O texto a seguir, extraído do Comentário Bíblico de Warren Wiersbe, é um excelente referencial para se trabalhar como introdução ao Evangelho de Mateus. Vale a pena lê-lo e arquivá-lo.
Boas Novas!
Boas Novas!
Cerca de
vinte a trinta anos depois de Jesus ter voltado para o céu, um
discípulo judeu chamado Mateus foi inspirado pelo Espírito Santo a
escrever um livro. Disso resultou o que conhecemos hoje o “Evangelho
segundo Mateus”.
Nenhum
dos quatro evangelhos registra qualquer palavra proferida por Mateus.
Ainda assim, em sue evangelho, ele nos apresenta as palavras e os
atos de Jesus Cristo, o “filho de Davi, filho de Abraão”

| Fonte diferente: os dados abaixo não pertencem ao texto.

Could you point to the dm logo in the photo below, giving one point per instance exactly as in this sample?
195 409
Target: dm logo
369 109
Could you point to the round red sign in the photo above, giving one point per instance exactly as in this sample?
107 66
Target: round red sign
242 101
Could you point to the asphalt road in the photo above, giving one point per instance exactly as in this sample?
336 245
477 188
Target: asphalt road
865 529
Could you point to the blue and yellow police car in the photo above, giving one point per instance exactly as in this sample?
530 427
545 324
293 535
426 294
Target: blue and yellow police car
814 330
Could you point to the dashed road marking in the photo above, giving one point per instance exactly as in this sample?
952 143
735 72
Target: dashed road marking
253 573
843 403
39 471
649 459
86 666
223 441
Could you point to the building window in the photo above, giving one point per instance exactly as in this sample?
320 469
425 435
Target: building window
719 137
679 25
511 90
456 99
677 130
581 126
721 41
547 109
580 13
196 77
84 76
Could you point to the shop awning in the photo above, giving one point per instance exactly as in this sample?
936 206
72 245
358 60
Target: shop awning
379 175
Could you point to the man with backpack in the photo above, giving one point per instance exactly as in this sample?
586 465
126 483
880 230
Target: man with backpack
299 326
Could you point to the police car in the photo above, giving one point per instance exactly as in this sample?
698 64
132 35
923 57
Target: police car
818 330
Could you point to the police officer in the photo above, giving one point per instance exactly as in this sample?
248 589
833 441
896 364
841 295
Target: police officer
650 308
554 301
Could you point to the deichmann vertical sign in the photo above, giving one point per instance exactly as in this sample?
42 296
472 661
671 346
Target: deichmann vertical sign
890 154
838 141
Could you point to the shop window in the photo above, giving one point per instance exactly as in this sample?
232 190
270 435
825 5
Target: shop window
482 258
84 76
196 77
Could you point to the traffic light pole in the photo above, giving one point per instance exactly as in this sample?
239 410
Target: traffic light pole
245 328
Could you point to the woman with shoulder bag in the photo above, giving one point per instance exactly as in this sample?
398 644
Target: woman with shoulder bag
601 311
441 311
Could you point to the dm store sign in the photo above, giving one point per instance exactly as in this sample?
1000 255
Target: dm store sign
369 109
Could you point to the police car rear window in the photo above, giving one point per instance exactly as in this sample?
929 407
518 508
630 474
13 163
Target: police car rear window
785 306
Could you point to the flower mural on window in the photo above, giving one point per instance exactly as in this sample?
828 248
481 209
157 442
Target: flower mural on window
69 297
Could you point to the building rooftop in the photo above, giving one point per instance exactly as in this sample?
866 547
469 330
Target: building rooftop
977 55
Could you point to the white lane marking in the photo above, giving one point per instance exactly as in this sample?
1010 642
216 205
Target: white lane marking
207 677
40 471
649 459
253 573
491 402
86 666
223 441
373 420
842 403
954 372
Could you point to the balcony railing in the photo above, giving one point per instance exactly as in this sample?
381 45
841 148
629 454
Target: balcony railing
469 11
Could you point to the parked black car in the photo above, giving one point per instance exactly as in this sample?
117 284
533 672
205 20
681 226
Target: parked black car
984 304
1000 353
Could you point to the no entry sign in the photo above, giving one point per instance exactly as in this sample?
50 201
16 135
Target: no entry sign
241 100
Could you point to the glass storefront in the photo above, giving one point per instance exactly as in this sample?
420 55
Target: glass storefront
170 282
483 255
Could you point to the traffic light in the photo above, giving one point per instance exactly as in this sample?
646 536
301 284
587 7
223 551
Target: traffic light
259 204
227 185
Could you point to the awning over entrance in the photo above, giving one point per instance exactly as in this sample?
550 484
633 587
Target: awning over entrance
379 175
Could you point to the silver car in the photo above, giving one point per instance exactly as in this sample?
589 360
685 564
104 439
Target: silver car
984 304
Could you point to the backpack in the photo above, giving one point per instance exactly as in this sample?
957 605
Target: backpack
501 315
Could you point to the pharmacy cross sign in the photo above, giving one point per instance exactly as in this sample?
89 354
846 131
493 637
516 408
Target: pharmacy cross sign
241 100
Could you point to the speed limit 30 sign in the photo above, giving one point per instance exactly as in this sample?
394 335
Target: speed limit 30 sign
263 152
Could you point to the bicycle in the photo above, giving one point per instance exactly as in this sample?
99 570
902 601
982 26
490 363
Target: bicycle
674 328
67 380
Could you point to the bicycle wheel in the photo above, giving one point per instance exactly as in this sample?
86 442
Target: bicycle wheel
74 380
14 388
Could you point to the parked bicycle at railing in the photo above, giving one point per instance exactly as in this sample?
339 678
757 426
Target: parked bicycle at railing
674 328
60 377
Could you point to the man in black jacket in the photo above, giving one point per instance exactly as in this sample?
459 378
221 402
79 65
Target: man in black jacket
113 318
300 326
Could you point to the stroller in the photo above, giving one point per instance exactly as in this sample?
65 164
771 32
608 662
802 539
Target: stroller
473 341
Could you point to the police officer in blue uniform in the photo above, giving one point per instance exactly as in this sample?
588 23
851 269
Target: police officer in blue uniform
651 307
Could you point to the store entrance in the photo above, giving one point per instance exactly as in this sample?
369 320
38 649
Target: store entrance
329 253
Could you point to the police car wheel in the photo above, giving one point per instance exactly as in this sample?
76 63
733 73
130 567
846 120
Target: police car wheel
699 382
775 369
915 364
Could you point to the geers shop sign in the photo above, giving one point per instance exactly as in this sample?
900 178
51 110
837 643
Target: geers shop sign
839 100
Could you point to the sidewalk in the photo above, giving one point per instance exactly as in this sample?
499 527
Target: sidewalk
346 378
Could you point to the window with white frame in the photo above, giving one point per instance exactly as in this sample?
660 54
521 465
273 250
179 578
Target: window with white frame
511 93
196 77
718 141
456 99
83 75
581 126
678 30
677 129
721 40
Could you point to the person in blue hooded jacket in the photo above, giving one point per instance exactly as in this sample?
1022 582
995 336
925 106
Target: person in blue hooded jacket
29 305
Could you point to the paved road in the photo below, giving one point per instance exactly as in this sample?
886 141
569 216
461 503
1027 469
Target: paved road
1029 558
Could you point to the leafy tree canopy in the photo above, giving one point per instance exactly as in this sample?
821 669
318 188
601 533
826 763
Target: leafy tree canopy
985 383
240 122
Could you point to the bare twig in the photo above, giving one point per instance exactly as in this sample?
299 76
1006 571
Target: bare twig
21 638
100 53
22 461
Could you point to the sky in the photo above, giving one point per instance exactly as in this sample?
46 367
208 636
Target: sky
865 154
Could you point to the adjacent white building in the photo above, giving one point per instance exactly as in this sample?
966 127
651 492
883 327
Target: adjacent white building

(Mt 1:1). Apesar de Mateus não ter escrito para falar de si mesmo,
convém nos familiarizarmos com o apóstolo e com o livro que
escreveu. Assim, poderemos descobrir tudo o que ele desejava que
soubéssemos sobre Jesus Cristo.
O
Espírito Santo usou Mateus para realizar três tarefas importantes
ao escrever este Evangelho.
1. O
Construtor de Pontes: apresentou um novo livro
Esse novo
livro é o Novo Testamento. Se um leitor da Bíblia pulasse de
Malaquias para Marcos, Atos ou Romanos, ficaria totalmente confuso. O
Evangelho de Mateus é a ponte de transição entre o Antigo
Testamento e o Novo Testamento.
O tema do
Antigo Testamento é apresentado em Gênesis 5:1: “Este é o
livro da genealogia de Adão”. O Antigo Testamento mostra a
história, extremamente triste, da família de Adão. Deus criou o
homem à sua imagem, mas o homem pecou e, desse modo, distorceu sua
imagem original. Depois disso, o homem gerou filhos “à sua
semelhança, conforme à sua imagem” (Gn 5.3), e estes se
mostraram tão pecadores quanto seus pais. Não importa como lemos o
Antigo Testamento, sempre encontramos pecados e pecadores.
O Novo
Testamento, porém, é o “Livro da genealogia de Jesus Cristo”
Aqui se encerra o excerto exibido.